Pengamat Ekonomi Universitas Riau, Edyanus Herman Halim
TRIBUNPEKANBARU.COM,PEKANBARU - Kebijakan pajak pohon sawit yang rencananya diterapkan Pemerintah Provinsi Riau bakal menciptakan beban finansial baru yang bersifat sistemik bagi perusahaan.
Pasalnya ada akumulasi pajak berlapis. Perusahaan saat ini sudah terbebani oleh Pajak Bumi dan Bangunan (PBB), Pajak Ekspor, hingga pajak komoditas lainnya.
Penambahan pajak tersebut dinilai sebagai pungutan tambahan yang bertubi-tubi. Kondisi ini menjadi beban tetap per pohon. Kepadatan rata-rata sekitar 130 pohon per hektar lahan sawit.
Perusahaan dengan skala konsesi besar akan menghadapi kenaikan biaya operasional yang sangat masif setiap tahunnya. Kebijakan ini belum memiliki mekanisme yang jelas.
Ketidakpastian mekanisme tersebut tentang frekuensi pemungutan. Apakah pajak ini bakal dipungut tiap tahun atau dipungut setiap periode tertentu. Hal itu dapat mengganggu perencanaan anggaran tahunan perusahaan.
Selain itu, kebijakan tersebut memiliki tekanan pada efisiensi dan daya saing. Kebijakan ini tidak secara langsung meningkatkan nilai tambah produk di daerah.
Apalagi struktur pasar oligopsonis. Tata niaga sawit saat ini masih sangat dikuasai oleh segelintir eksportir besar. Akibatnya kebijakan pajak tambahan di hulu justru akan memperlemah daya saing produsen dalam negeri.
Nantinya bakal terjadi disparitas harga. Ada kesenjangan yang lebar antara harga di tingkat petani atau produsen dengan harga ekspor CPO global. Pajak pohon bakal semakin menekan margin keuntungan perusahaan di tengah ketidakstabilan harga pasar.

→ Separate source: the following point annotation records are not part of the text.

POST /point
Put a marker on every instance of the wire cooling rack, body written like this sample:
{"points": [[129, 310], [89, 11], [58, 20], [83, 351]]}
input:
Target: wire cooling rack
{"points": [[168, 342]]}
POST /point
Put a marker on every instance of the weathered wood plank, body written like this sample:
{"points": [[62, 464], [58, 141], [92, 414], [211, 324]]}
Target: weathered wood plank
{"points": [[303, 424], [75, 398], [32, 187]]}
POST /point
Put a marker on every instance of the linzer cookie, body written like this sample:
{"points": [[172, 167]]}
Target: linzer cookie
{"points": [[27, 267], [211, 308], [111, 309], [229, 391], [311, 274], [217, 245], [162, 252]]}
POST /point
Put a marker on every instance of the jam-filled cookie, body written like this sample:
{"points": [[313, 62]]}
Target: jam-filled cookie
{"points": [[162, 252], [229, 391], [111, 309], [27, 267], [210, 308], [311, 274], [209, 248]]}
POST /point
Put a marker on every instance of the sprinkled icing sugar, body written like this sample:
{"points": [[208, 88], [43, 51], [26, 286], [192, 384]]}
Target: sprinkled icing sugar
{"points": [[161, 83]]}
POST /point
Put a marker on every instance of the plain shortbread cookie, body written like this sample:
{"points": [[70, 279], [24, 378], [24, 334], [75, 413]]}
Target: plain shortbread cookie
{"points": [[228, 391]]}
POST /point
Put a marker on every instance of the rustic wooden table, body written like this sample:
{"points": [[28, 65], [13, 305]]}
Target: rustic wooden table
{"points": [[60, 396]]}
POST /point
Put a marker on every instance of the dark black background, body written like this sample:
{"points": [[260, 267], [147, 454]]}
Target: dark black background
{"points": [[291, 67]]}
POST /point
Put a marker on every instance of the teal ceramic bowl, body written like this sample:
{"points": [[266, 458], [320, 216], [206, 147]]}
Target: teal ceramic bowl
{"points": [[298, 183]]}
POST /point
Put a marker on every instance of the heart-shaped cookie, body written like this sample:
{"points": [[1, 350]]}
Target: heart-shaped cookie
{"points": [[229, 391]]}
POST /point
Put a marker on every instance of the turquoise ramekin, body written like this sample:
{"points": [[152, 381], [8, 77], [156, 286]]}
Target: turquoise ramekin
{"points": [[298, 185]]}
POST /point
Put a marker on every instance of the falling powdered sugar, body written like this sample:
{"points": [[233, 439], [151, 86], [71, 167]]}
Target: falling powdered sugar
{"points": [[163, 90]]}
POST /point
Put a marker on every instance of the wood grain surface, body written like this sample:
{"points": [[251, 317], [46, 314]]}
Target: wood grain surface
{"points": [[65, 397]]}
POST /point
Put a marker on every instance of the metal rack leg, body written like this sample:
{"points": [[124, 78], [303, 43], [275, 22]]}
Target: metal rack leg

Ada juga dampak pada hubungan sosial dan rantai pasokan. Perusahaan tidak berdiri sendiri. Mereka sangat bergantung pada pasokan dari petani swadaya dan plasma.
Kondisi ini membuat adanya transmisi beban ke petani. Pajak ini pada akhirnya akan membebani petani sawit dalam jumlah besar di wilayah Riau.
Harga di tingkat Tandan Buah Segar (TBS) seringkali tidak layak atau terlalu rendah.
Terdapat jurang yang lebar antara harga beli di tingkat petani dengan harga ekspor CPO (Crude Palm Oil) di pasar global.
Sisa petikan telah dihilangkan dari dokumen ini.